CMU 15-451, Algorithms

This course is about designing algorithms for computational problems, and how to think clearly about analyzing correctness and running time. The main goal of this course is to provide the intellectual tools needed for designing and analyzing your own algorithms for new problems you need to solve in the future. Algorithm design tools we will discuss include Dynamic Programming, Divide-and-Conquer, Data Structure design principles, Randomization, Network Flows, Linear Programming, and the Fast Fourier Transform. Some analytical tools we will discuss and use include Recurrences, Probabilistic Analysis, Amortized Analysis, and Potential Functions. We will also discuss a bit of Complexity Theory (which looks at the intrinsic difficulty of computational problems) as well as Cryptography and Algorithmic Game Theory.

 

CS 15-750 (Graduate Algorithms)

This course is about good data structures, design of fast algorithms, algorithmic analysis (counting steps), and proofs (eg of correctness of algorithms).

It is assumed that each student has already taken an undergraduate algorithms course in which he or she got a B or better. If not, she should take CS15-450 first.

Specific data structure topics to be taught include: Binomial Heaps, Fibonacci Heaps, Amortized Analysis, Splay Trees.

Depending on the instructor, there may be lectures on Union-Find and Self-Organizing Data Structures.

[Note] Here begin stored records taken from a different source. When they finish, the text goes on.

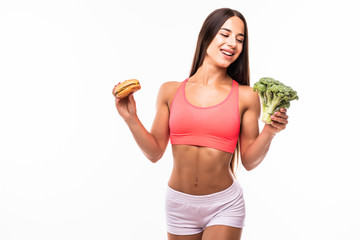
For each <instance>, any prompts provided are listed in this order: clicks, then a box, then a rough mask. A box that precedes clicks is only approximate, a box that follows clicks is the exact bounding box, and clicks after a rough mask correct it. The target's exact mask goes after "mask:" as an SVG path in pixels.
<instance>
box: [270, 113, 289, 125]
mask: <svg viewBox="0 0 360 240" xmlns="http://www.w3.org/2000/svg"><path fill="white" fill-rule="evenodd" d="M271 120H272V122H274V121H275V122H277V123H280V124H288V120H287V118H284V117H278V116H274V115H272V116H271Z"/></svg>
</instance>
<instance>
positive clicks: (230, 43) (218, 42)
mask: <svg viewBox="0 0 360 240" xmlns="http://www.w3.org/2000/svg"><path fill="white" fill-rule="evenodd" d="M244 31H245V25H244V22H243V21H242V20H241V19H240V18H239V17H237V16H234V17H231V18H229V19H228V20H227V21H226V22H225V23H224V24H223V25H222V26H221V28H220V30H219V31H218V33H217V34H216V35H215V37H214V39H213V40H212V42H211V43H210V45H209V47H208V49H207V51H206V56H205V59H204V63H205V62H207V63H209V64H214V65H216V66H218V67H221V68H227V67H229V65H230V64H231V63H233V62H234V61H235V60H236V59H237V58H238V57H239V55H240V53H241V51H242V49H243V42H244Z"/></svg>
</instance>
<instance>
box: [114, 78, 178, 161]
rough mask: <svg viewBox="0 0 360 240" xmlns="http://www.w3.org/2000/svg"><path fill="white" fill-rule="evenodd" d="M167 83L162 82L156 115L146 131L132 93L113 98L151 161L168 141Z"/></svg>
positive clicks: (168, 97)
mask: <svg viewBox="0 0 360 240" xmlns="http://www.w3.org/2000/svg"><path fill="white" fill-rule="evenodd" d="M169 92H171V91H169V89H168V84H166V83H165V84H163V85H162V86H161V88H160V90H159V93H158V97H157V101H156V115H155V119H154V121H153V125H152V128H151V131H150V132H149V131H147V130H146V128H145V127H144V126H143V124H142V123H141V121H140V119H139V118H138V116H137V114H136V104H135V100H134V96H133V94H131V95H130V96H129V97H128V98H126V99H121V100H120V99H118V98H116V99H115V104H116V108H117V110H118V112H119V114H120V116H121V117H122V118H123V119H124V121H125V123H126V124H127V125H128V127H129V129H130V131H131V133H132V135H133V137H134V139H135V141H136V143H137V144H138V146H139V147H140V149H141V150H142V152H143V153H144V155H145V156H146V157H147V158H148V159H149V160H150V161H151V162H154V163H155V162H157V161H158V160H159V159H160V158H161V157H162V155H163V154H164V152H165V150H166V147H167V144H168V142H169V108H168V104H167V102H168V98H169Z"/></svg>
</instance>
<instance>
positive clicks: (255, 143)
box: [115, 8, 288, 240]
mask: <svg viewBox="0 0 360 240" xmlns="http://www.w3.org/2000/svg"><path fill="white" fill-rule="evenodd" d="M115 102H116V107H117V110H118V112H119V114H120V115H121V117H122V118H123V119H124V120H125V122H126V123H127V125H128V127H129V128H130V130H131V132H132V134H133V136H134V138H135V140H136V142H137V144H138V145H139V147H140V148H141V150H142V151H143V153H144V154H145V156H146V157H147V158H148V159H149V160H150V161H152V162H154V163H155V162H157V161H158V160H159V159H160V158H161V157H162V155H163V153H164V152H165V149H166V146H167V144H168V141H169V139H170V141H171V144H172V153H173V161H174V164H173V171H172V174H171V176H170V179H169V182H168V189H167V196H166V221H167V229H168V239H169V240H175V239H181V240H192V239H194V240H195V239H203V240H215V239H216V240H218V239H227V240H232V239H234V240H235V239H236V240H238V239H240V237H241V232H242V228H243V226H244V218H245V206H244V200H243V195H242V188H241V186H240V185H239V183H238V182H237V181H236V180H235V178H234V171H235V170H234V169H235V165H236V164H235V156H236V155H237V156H238V155H239V154H240V155H241V162H242V165H243V166H244V167H245V169H247V170H251V169H254V168H255V167H256V166H257V165H259V164H260V163H261V161H262V160H263V159H264V157H265V155H266V153H267V152H268V149H269V146H270V143H271V141H272V139H273V137H274V136H275V134H276V133H277V132H279V131H281V130H283V129H284V128H285V126H286V124H287V122H288V121H287V118H288V116H287V115H286V110H285V109H281V110H280V111H279V112H276V113H275V114H274V115H273V116H272V120H273V121H272V123H271V124H266V125H265V126H264V128H263V130H262V131H261V133H260V134H259V128H258V119H259V116H260V102H259V97H258V95H257V93H254V92H253V90H252V88H250V87H249V63H248V31H247V25H246V21H245V18H244V17H243V16H242V15H241V13H239V12H237V11H235V10H232V9H227V8H222V9H217V10H215V11H214V12H212V13H211V14H210V15H209V16H208V17H207V19H206V20H205V22H204V24H203V26H202V28H201V30H200V33H199V38H198V43H197V47H196V51H195V56H194V61H193V66H192V69H191V73H190V76H189V78H187V79H186V80H185V81H183V82H166V83H164V84H163V85H162V86H161V87H160V90H159V93H158V98H157V103H156V115H155V119H154V122H153V125H152V128H151V131H150V132H148V131H147V130H146V129H145V128H144V126H143V125H142V123H141V122H140V120H139V118H138V117H137V115H136V104H135V101H134V96H133V95H130V96H129V97H128V98H126V99H122V100H120V99H116V100H115Z"/></svg>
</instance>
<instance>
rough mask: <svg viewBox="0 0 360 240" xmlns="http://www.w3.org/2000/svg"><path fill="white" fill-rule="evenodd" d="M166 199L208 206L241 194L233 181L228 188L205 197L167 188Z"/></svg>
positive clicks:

Randomizing algorithms are often either simpler or faster than their non-randomizing counterparts. It is assumed that the student will have seen the analysis of Quick-Sort. In this course, these ideas will be extended to

  • Randomizing Binomial Search Trees.
  • Plane and Planar Graphs, Planarity Testing Algorithms, Planar Separator Theorems.
  • Flow algorithms, Matching. Randomizing matching (using Tutte's theorem).
  • Reductions and NP Completeness, Cook's Theorem.
    Counting Problems and #P completeness, Counting bipartite matchings.
  • Approximation Algorithms for a variety of NP-complete problems.
  • Probability and Randomness. Chernoff Bounds. Random Walks on Graphs.
  • The Probabilistic Method of Erdos, Alon and Spencer.

Other topics selected by the instructor may include, but are not limited to, number-theoretic algorithms, numerical analysis, machine learning, and complexity theory.

 

CS 15-453 (Formal Languages Automata and Computability aka FLAC)

This course provides an introduction to formal languages, automata, computability, and complexity. In the Fall of 2005, we will emphasize complexity theory more heavily than in previous semesters. The course consists of a traditional lecture component supported by weekly homework assignments and a course project. There are two midterms and a final examination.

Textbook: Introduction to the Theory of Computation (2nd Ed.) by Michael Sipser, 2005.